Objective: Create a platform where city innovators can connect with smart technology vendors, and implement solutions with efficiency and confidence.
Cities need a way to find solutions to their problems by looking to other cities for inspiration and being able to search for technology using city-specific taxonomy.
Our challenge was to create a new kind of online network where city employees can connect with each other and with smart technology vendors.
I listened to Andrew and Chris’s vision for Marketplace.city. They explained to me how cities solicit solutions to their problems by posting Request For Proposals (RFPs) on their website which begins a long process of evaluating submissions and making decisions.
They showed me a list of features they had brainstormed together:
They also gave me a timeline with two important events: the Harvard Smart City Innovation Accelerator, where they were planning to workshop their idea, and the Smart City Expo World Congress where they planned to submit the live site.
Although the Harvard event was coming up soon, I started with a broad look at the site we were building before jumping into sketches of the city page.
Using their feature list and the existing Marketplace.NYC vendor database, I created a sitemap, site outline, and list of benefits so that the team could have an idea of the structure and purpose moving forward.
Next, I quickly grabbed some placeholder content from Seattle.gov and started making wireframes for the city pages. I had to work quickly so they could show high fidelity mockups at the Harvard event to get feedback.
My goal was to surface enough information that the user wouldn’t need to click very often, but I also wanted to be mindful of the cognitive load that can happen with a wall of text.
RFPs were a revolving door, but the city’s resources and important links were mostly set in stone and conveyed a lot of information about the city’s endeavors.
Using the UI design from Marketplace.NYC, I made a high fidelity mockup of the city page for New York City.
Switching the RFPs with Resources allowed us to use a carousel to display one RFP at a time (the number of open RFPs changes often), and use images next to the city’s resources to break up the text on the page.
Andrew and Chris would also be showing the vendor page at Harvard, so I started on that next.
Because they had already built a vendor database for marketplace.nyc, I started from there and made some enhancements based on the features they envisioned.
While the founders were at the Harvard event talking to users in person, I wrote a survey to send to employees of our partner cities (cities that would be on the platform at launch).
Some of the feedback had very explicit next steps, but others required me to think about why the user may feel that way and come up with solutions that fixed the root cause.
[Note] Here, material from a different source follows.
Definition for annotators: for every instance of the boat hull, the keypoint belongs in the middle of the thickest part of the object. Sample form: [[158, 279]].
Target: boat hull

User felt okay about being contacted through the platform instead of by email, but some concern about being able to loop others in or forward a message.
Design a way for city employees to choose how they would like to be contacted and include the option to request a phone call or email.
User wanted to see contact info for the city employee who left the review
User wanted a “Would you use again?” rating and a happy/neutral/bad rating
Design a review system that is informative and trustworthy, so that users can feel confident basing their decisions off of the experiences of others.
Onboarding for cities would require a lot of work up front, so I considered the pros and cons of experiences ranging from white glove to hands-off.
The onboarding for city employees is a simple sign-up form and profile page.
When vendors sign up, they can choose to have their company listed for free, or pay a fee per product they want listed in the database.
It won the Innovative Idea Award at the 2017 Smart City Expo World Congress in Barcelona, and the founders have since raised $1.2 million in funding.
You can browse through city pages on the live site: marketplace.city.
With this project, I was able to get a lot of useful feedback directly from our users. I have immense respect for both the government employees and smart technology vendors who work together to solve some pretty complex problems.
It was fun to browse the vendor database and see so much impactful technology waiting to be implemented. It's exciting to know that Marketplace.city is making the process of finding the right technology for your city much easier.